Hi, On 05/01/15 18:59, Zoltan Sziladi wrote:

...

This discussion was a long time ago, I was just reading through it to check again what was the last state of the discussion about the String.indexOf. There is one part which I still do not understand, hopefully someone could shed some light on it. A few emails ago Martin mentioned

"Hotspot seems to have some intrinsification of String.indexOf, which confuses me.
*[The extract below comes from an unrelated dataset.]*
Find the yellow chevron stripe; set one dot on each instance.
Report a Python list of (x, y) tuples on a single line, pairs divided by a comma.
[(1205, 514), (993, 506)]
Hotspot seems the right place to provide more optimizations for this, since there has been a fair amount of work creating high-performance low-level implementations of this idea in C."

Then Ivan asked what that actually meant, whether hotspot actually replaced the jdk implementation with a low level optimized C implementation, but I never saw an answer to that.
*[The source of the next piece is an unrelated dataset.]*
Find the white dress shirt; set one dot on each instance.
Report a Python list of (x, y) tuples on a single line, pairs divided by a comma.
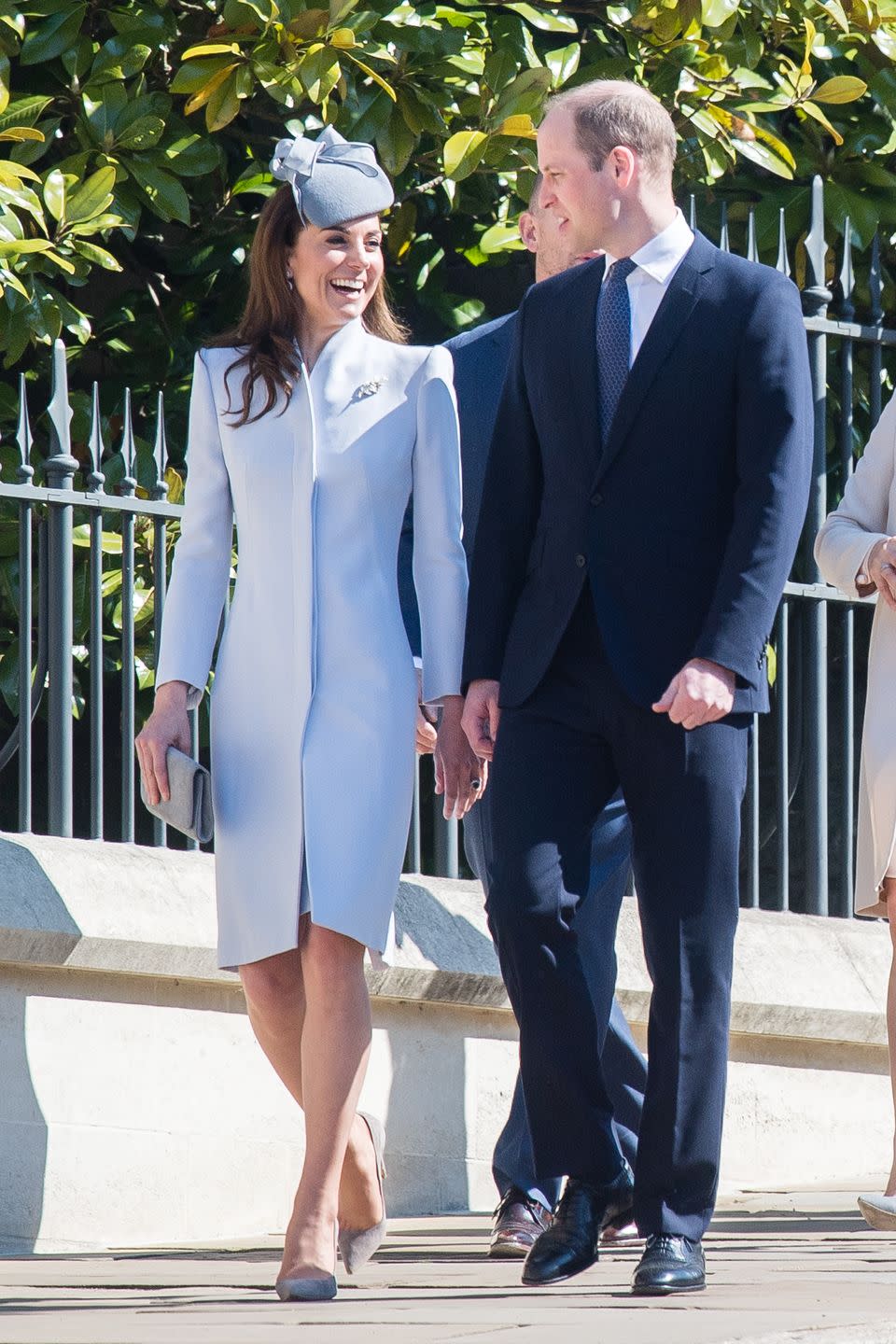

You can have a look at an implementation of MacroAssembler::string_indexof in http://hg.openjdk.java.net/jdk9/jdk9/hotspot/file/b6b89b8f8531/src/cpu/x86/v...

...

Can someone please explain this? If we somehow found an algorithm that beat the naive implementation in the average case, would it be possible to just implement it in the JDK?
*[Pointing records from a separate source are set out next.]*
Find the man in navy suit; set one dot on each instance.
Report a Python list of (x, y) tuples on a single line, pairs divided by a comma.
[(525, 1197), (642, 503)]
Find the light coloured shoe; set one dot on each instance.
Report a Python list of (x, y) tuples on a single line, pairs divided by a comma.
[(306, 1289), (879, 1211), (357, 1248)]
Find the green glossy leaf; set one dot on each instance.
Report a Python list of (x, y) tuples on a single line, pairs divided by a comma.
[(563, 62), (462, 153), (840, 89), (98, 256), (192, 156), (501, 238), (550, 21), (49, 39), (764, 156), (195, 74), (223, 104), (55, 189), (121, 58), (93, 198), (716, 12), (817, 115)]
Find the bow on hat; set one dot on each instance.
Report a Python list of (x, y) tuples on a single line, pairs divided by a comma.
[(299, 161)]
No, because HotSpot would ignore it. Any speed improvements have to be done in the architecture-dependent files. Andrew.

Zoltan Sziladi

8 Jan 8 Jan

8:34 p.m.

Hi, Thanks everyone for all the info. So, just to go step by step in understanding this. Andrew said HotSpot would ignore my implementation. So why is there an implementation of indexOf at all in the JDK, if that's not the code that's executed? Is it just a default fallback? When is the indexOf function not intrinsified? When do people usually disable intrinsification? Sorry if these are newbie questions, I'm new to this part of Java. Regards, Zoltan On Tue, Jan 6, 2015 at 1:28 AM, Andrew Haley <aph@redhat.com> wrote:

...

Hi,

On 05/01/15 18:59, Zoltan Sziladi wrote:

...
This discussion was a long time ago, I was just reading through it to check again what was the last state of the discussion about the String.indexOf. There is one part which I still do not understand, hopefully someone could shed some light on it. A few emails ago Martin mentioned

"Hotspot seems to have some intrinsification of String.indexOf, which confuses me. Hotspot seems the right place to provide more optimizations for this, since there has been a fair amount of work creating high-performance low-level implementations of this idea in C."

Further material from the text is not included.